Even though vertical profiles of LH from the various methods differ, the total LH, which is calculated by integrating the horizontal and vertical LH for each convective cloud, is shown to be similar between GOES-16 and NEXRAD. A three-month analysis shows good correlations overall between GOES-16 and NEXRAD if the detected convection areas are similar. Besides the limitation in convection detection by GOES-16, GOES LH estimates can have large errors in the case of multi-layer clouds or in clouds with sheared structure, as it is based on the cloud top.

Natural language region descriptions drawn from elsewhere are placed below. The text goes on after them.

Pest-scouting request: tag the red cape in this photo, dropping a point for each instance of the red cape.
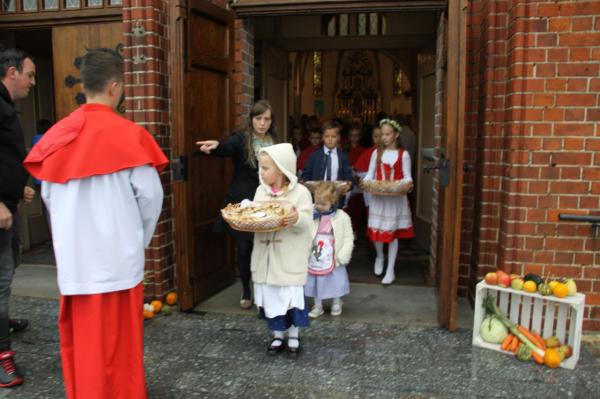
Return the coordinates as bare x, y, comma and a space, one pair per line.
92, 140
362, 163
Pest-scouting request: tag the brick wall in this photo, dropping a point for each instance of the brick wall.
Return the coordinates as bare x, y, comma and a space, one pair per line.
244, 70
146, 43
537, 106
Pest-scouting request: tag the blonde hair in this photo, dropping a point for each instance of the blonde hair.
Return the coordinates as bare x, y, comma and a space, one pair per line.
327, 191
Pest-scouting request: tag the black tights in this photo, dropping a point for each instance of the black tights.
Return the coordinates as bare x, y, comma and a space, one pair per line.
243, 253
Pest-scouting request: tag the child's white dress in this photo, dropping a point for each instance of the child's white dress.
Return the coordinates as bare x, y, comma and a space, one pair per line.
389, 216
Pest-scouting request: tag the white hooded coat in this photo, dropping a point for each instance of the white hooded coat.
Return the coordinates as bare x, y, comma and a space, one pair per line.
281, 258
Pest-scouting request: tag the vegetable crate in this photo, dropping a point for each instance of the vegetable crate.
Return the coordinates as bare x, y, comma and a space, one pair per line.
547, 315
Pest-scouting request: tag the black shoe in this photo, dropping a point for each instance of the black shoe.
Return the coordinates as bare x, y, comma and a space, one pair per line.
16, 325
9, 376
294, 352
275, 349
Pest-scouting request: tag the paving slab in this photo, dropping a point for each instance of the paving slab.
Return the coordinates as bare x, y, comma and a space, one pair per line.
216, 355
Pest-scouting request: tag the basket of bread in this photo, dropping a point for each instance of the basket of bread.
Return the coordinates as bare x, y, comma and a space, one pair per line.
387, 187
341, 185
256, 216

In order to examine the impacts of GOES LH compared to NEXRAD LH in precipitation forecast, one case study is presented. Applying LH derived from GOES-16 to model initialization allows for correct initiation of convection in the scene, and the simulation result looks similar to the one derived from applying NEXRAD LH. Although the GOES convection detection algorithm is not perfect and misses some convection, and even though GOES LH is somewhat restricted to cloud top information, these results prove that LH obtained from GOES-16 have reasonable values and can be used to improve precipitation forecasts over the region where ground-based radar data are not available.

This work is a proof-of-concept study to show the potential of using infrared data in initializing convection, and there is room for improvement. The LUT can be improved by adding more input variables, such as cloud top cooling rate. In the case of using cloud top cooling rates as inputs, additional wind products will be needed to remove model and observational errors coming from cloud advection. Aside from changing input variables, other microphysical schemes can be tested for the LUT to compare intensities or vertical structures of the derived LH profiles using different microphysical schemes. Further investigation will also be needed to analyze the impacts of the different vertical structures of LH in convective initiation.

Appendix A

An additional LUT using composite reflectivity along with cloud top temperature is provided here. This LUT can be used with NEXRAD composite reflectivity or with other synthetic radar reflectivity simulators that use GOES-16 data, such as GREMLIN. This LUT includes vertical profiles of mean reflectivity for each cloud top temperature and composite reflectivity bin (Fig. A1) as well as vertical profiles of LH (Fig. A2). Radar reflectivity profiles retrieved using this LUT can be used directly in the model initialization step in the same way as ground-based radar reflectivity profiles are used in the HRRR model, or LH profiles in this LUT can be used with some modifications in the model initialization step, as in this study. Each plot shows the mean profiles for each cloud top temperature bin, while different colors in the plot represent each composite reflectivity bin. Note that, for higher cloud top temperature bins, high composite reflectivity bins (red or brown lines) are not shown, because clouds with warmer cloud tops do not generally show high composite reflectivity. For lower cloud top temperature bins, low composite reflectivity bins (blue lines) are not shown, because deep convective clouds tend to have high composite reflectivity.

Figure A1 Mean reflectivity profiles for 16 cloud top temperature bins and 7 composite reflectivity bins. Each plot corresponds to each cloud top temperature bin, and different colors in the plot represent each composite reflectivity bin.

Figure A2 Mean LH profiles for 16 cloud top temperature bins and 7 composite reflectivity bins. Each plot corresponds to each cloud top temperature bin, and different colors in the plot represent each composite reflectivity bin.